The University of Greenwich has reported its second data breach of the year, stemming from an incident involving the unauthorized release of sensitive information by a disgruntled former student. This situation raises serious concerns about data security practices within academic institutions, particularly regarding how personal and confidential information is managed.
Recent reports indicate that the hacker successfully infiltrated the university’s website, capturing a trove of sensitive data before sharing it through publicly accessible links. According to an article in the Evening Standard, the leaked details included an array of student information such as names, contact numbers, grades, and feedback, as well as internal communications and staff vacation schedules. Alarmingly, even information related to students with disabilities was disclosed, a “sickness table” revealing private medical conditions.
The hacker’s motives appear to be rooted in revenge, as suggested by a post obtained by the news site HackRead, which included a message from the individual claiming to showcase their hacking prowess following expulsion from the institution. The posed statement indicated a desire for acknowledgment of their skills, framing the breach as a demonstration of capability in the face of perceived injustice.

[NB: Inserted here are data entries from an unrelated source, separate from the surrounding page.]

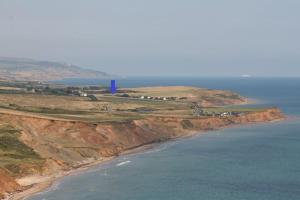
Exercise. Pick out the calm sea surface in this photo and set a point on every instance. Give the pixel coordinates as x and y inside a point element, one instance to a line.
<point>257,162</point>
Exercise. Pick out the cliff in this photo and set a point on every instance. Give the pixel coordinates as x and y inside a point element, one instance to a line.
<point>65,145</point>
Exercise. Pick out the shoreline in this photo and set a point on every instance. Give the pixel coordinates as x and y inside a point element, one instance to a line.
<point>51,179</point>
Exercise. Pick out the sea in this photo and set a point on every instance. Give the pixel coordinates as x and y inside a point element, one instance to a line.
<point>251,162</point>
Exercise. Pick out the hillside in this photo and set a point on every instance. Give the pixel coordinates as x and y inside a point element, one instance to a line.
<point>22,69</point>
<point>43,137</point>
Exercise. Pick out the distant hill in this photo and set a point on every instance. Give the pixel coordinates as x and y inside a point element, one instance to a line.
<point>32,70</point>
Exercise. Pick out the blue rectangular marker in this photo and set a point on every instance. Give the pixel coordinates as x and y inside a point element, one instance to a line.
<point>113,87</point>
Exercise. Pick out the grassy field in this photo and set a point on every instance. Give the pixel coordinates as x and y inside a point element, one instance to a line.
<point>120,108</point>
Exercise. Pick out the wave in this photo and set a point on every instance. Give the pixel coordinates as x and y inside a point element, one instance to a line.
<point>123,163</point>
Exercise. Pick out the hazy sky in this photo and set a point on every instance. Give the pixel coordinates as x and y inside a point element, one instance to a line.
<point>157,37</point>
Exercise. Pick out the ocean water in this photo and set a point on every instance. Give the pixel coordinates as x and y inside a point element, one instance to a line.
<point>252,162</point>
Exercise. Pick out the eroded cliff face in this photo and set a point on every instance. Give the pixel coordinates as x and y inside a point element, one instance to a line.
<point>7,184</point>
<point>69,144</point>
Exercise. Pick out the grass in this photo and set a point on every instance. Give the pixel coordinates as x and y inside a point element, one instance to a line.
<point>13,153</point>
<point>233,109</point>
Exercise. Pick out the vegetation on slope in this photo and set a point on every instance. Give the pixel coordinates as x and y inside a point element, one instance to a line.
<point>16,157</point>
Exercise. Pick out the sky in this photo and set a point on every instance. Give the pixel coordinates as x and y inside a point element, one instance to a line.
<point>157,37</point>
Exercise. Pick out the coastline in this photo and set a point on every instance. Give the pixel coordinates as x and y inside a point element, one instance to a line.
<point>50,180</point>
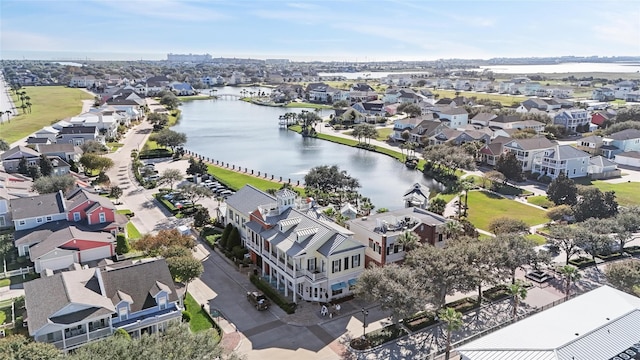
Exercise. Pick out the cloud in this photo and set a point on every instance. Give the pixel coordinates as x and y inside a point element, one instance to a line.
<point>22,40</point>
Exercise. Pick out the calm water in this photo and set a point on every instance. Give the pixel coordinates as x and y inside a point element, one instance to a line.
<point>248,135</point>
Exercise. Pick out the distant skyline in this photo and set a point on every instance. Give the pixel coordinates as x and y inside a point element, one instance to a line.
<point>329,30</point>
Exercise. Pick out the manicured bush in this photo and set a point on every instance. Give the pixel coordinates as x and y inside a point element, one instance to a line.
<point>273,294</point>
<point>186,316</point>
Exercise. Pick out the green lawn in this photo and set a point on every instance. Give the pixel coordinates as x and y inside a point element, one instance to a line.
<point>49,104</point>
<point>484,207</point>
<point>199,319</point>
<point>132,231</point>
<point>236,180</point>
<point>627,193</point>
<point>540,200</point>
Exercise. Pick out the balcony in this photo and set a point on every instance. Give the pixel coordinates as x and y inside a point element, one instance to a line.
<point>314,275</point>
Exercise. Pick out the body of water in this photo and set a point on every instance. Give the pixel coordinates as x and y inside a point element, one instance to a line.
<point>248,135</point>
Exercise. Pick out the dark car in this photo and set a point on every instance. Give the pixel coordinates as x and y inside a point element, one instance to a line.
<point>258,300</point>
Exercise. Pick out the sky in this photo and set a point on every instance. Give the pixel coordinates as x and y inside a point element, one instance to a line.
<point>327,30</point>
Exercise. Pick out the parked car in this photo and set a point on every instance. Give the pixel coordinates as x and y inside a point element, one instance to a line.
<point>257,299</point>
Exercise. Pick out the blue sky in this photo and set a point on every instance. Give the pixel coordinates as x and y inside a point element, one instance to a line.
<point>373,30</point>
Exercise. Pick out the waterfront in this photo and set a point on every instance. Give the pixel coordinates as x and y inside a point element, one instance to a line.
<point>248,135</point>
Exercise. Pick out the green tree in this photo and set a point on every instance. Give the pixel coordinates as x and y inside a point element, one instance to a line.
<point>46,167</point>
<point>171,176</point>
<point>395,288</point>
<point>509,166</point>
<point>115,192</point>
<point>52,184</point>
<point>507,225</point>
<point>563,191</point>
<point>18,347</point>
<point>185,269</point>
<point>570,274</point>
<point>122,244</point>
<point>177,342</point>
<point>518,292</point>
<point>409,240</point>
<point>624,275</point>
<point>453,321</point>
<point>437,205</point>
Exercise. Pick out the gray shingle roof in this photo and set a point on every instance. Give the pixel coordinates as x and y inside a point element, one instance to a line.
<point>36,206</point>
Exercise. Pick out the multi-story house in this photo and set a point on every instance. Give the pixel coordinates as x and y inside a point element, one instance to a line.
<point>310,258</point>
<point>33,211</point>
<point>456,117</point>
<point>72,308</point>
<point>572,118</point>
<point>380,232</point>
<point>526,150</point>
<point>562,159</point>
<point>12,157</point>
<point>78,135</point>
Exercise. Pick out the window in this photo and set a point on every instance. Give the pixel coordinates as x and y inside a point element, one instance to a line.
<point>162,302</point>
<point>355,261</point>
<point>336,265</point>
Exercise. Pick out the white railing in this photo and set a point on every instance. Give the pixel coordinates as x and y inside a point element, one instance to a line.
<point>21,271</point>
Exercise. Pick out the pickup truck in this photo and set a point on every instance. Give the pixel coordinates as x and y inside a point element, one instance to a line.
<point>258,300</point>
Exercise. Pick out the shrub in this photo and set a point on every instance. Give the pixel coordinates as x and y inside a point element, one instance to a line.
<point>186,316</point>
<point>122,245</point>
<point>273,294</point>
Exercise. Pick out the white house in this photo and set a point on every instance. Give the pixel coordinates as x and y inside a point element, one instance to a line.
<point>310,258</point>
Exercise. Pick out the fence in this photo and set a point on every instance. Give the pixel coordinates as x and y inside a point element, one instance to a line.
<point>21,271</point>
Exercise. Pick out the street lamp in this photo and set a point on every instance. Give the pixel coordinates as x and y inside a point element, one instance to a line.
<point>364,322</point>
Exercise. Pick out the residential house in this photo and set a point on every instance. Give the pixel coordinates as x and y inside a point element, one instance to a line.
<point>67,152</point>
<point>602,168</point>
<point>311,258</point>
<point>182,89</point>
<point>563,332</point>
<point>455,117</point>
<point>571,119</point>
<point>12,157</point>
<point>561,159</point>
<point>33,211</point>
<point>72,308</point>
<point>483,118</point>
<point>629,158</point>
<point>380,232</point>
<point>526,150</point>
<point>78,135</point>
<point>47,132</point>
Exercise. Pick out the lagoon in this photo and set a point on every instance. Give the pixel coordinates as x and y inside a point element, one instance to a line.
<point>248,135</point>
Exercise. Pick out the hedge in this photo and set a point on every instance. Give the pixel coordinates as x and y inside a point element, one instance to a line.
<point>273,294</point>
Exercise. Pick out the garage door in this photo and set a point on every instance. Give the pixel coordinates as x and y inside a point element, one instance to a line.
<point>98,253</point>
<point>58,263</point>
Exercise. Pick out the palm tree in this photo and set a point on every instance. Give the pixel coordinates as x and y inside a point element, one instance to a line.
<point>570,274</point>
<point>409,240</point>
<point>519,293</point>
<point>453,322</point>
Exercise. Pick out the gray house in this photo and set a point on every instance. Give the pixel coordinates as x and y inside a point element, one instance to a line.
<point>77,135</point>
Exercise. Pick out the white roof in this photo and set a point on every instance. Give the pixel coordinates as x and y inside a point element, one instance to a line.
<point>601,323</point>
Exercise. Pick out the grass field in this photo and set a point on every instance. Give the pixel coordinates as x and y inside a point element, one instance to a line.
<point>627,194</point>
<point>236,180</point>
<point>484,207</point>
<point>49,104</point>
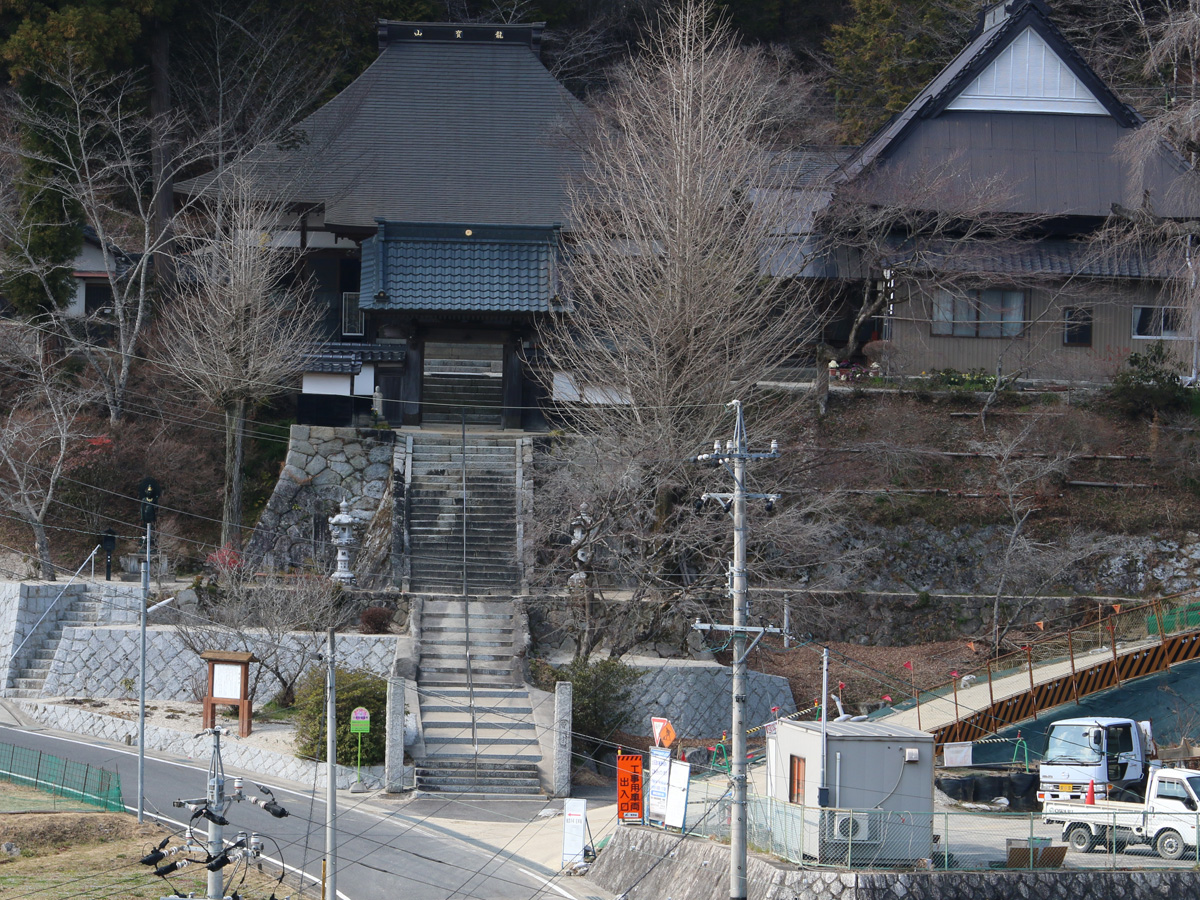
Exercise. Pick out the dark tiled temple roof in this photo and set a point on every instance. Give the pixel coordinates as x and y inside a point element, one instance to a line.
<point>438,129</point>
<point>459,268</point>
<point>335,358</point>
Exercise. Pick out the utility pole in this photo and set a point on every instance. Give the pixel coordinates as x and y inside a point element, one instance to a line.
<point>331,771</point>
<point>733,457</point>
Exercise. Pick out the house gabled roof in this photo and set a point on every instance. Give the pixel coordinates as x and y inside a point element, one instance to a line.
<point>451,123</point>
<point>997,29</point>
<point>1020,118</point>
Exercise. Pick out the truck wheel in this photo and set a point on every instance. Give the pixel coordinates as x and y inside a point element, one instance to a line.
<point>1169,844</point>
<point>1080,839</point>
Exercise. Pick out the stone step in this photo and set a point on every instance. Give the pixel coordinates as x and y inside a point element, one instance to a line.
<point>436,723</point>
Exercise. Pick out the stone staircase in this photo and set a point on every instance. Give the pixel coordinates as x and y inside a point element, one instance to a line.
<point>462,379</point>
<point>433,513</point>
<point>37,655</point>
<point>477,719</point>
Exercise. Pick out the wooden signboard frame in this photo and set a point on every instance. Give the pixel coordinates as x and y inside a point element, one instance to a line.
<point>220,681</point>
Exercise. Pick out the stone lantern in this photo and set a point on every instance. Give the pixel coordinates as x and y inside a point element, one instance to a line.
<point>341,528</point>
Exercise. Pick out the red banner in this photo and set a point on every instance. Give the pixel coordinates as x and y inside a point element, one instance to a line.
<point>629,787</point>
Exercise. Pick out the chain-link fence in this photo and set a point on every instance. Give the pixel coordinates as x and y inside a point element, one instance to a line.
<point>61,779</point>
<point>948,839</point>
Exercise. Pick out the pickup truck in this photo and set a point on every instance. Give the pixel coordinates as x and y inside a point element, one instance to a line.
<point>1167,820</point>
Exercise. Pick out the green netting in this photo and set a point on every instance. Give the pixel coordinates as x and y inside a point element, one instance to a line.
<point>61,778</point>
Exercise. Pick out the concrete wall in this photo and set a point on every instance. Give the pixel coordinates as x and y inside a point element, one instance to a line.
<point>323,467</point>
<point>234,754</point>
<point>696,697</point>
<point>647,864</point>
<point>93,661</point>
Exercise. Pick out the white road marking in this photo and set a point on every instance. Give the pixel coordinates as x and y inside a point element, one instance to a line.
<point>547,883</point>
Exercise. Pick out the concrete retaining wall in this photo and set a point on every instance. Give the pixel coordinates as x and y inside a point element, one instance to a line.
<point>94,661</point>
<point>696,697</point>
<point>234,754</point>
<point>646,864</point>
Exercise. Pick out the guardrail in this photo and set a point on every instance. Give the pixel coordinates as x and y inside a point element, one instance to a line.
<point>1127,643</point>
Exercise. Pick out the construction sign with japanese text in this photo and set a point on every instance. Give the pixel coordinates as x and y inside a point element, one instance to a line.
<point>629,787</point>
<point>664,732</point>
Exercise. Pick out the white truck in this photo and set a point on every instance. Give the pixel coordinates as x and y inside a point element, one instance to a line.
<point>1114,756</point>
<point>1167,820</point>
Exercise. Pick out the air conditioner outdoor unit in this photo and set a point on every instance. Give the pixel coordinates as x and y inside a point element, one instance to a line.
<point>852,827</point>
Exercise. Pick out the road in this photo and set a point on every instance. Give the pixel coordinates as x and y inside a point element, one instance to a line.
<point>379,852</point>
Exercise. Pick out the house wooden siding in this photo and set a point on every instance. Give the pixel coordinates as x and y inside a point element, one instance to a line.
<point>1039,351</point>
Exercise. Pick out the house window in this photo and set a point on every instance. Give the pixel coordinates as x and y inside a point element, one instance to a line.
<point>1077,327</point>
<point>979,313</point>
<point>796,780</point>
<point>1158,322</point>
<point>352,316</point>
<point>96,297</point>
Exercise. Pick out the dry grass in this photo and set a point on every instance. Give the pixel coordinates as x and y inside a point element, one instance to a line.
<point>95,855</point>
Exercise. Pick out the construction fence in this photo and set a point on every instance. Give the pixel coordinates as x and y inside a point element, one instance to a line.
<point>964,840</point>
<point>75,783</point>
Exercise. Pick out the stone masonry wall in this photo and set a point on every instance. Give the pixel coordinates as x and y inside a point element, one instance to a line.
<point>24,618</point>
<point>233,753</point>
<point>94,661</point>
<point>647,864</point>
<point>323,467</point>
<point>696,699</point>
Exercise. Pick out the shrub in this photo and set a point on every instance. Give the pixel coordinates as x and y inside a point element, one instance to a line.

Moreover, this incident follows a previous data breach earlier in the year, mentioned in a BBC News investigation, where it was revealed that personal student data, including full names and contact information, was readily available via search engines. In addition to basic identification, this earlier breach included sensitive medical details justifying academic performance issues, which were also made visible through informal channels.
The University of Greenwich has acted quickly to minimize the fallout from this latest breach, reportedly removing the exposed details after they garnered attention on social media. Meanwhile, the Independent has sought further comment from the university regarding the security measures being implemented in response to these serious vulnerabilities.
Both breaches highlight critical gaps in data protection and incident response protocols at the institution, which has stated a commitment to safeguarding confidential information. The Information Commissioner’s Office has acknowledged awareness of these incidents and is actively investigating, emphasizing the importance of compliance with data protection laws.
From a cybersecurity standpoint, the tactics utilized in this breach can be contextualized within the MITRE ATT&CK framework. Initial access likely occurred through exploiting flaws in web security or inadequate access controls. Retaining access might have involved persistent methods typical of revenge hacking, wherein the attacker remains undetected within the system. Privilege escalation techniques may have been employed to gain unauthorized access to more sensitive data.
The repeated breaches at the University of Greenwich serve as a critical reminder to educational institutions and business leaders alike about the necessity of robust data security frameworks. As cyber threats become increasingly sophisticated, implementing comprehensive security strategies to protect sensitive information should remain a top priority for organizations across all sectors.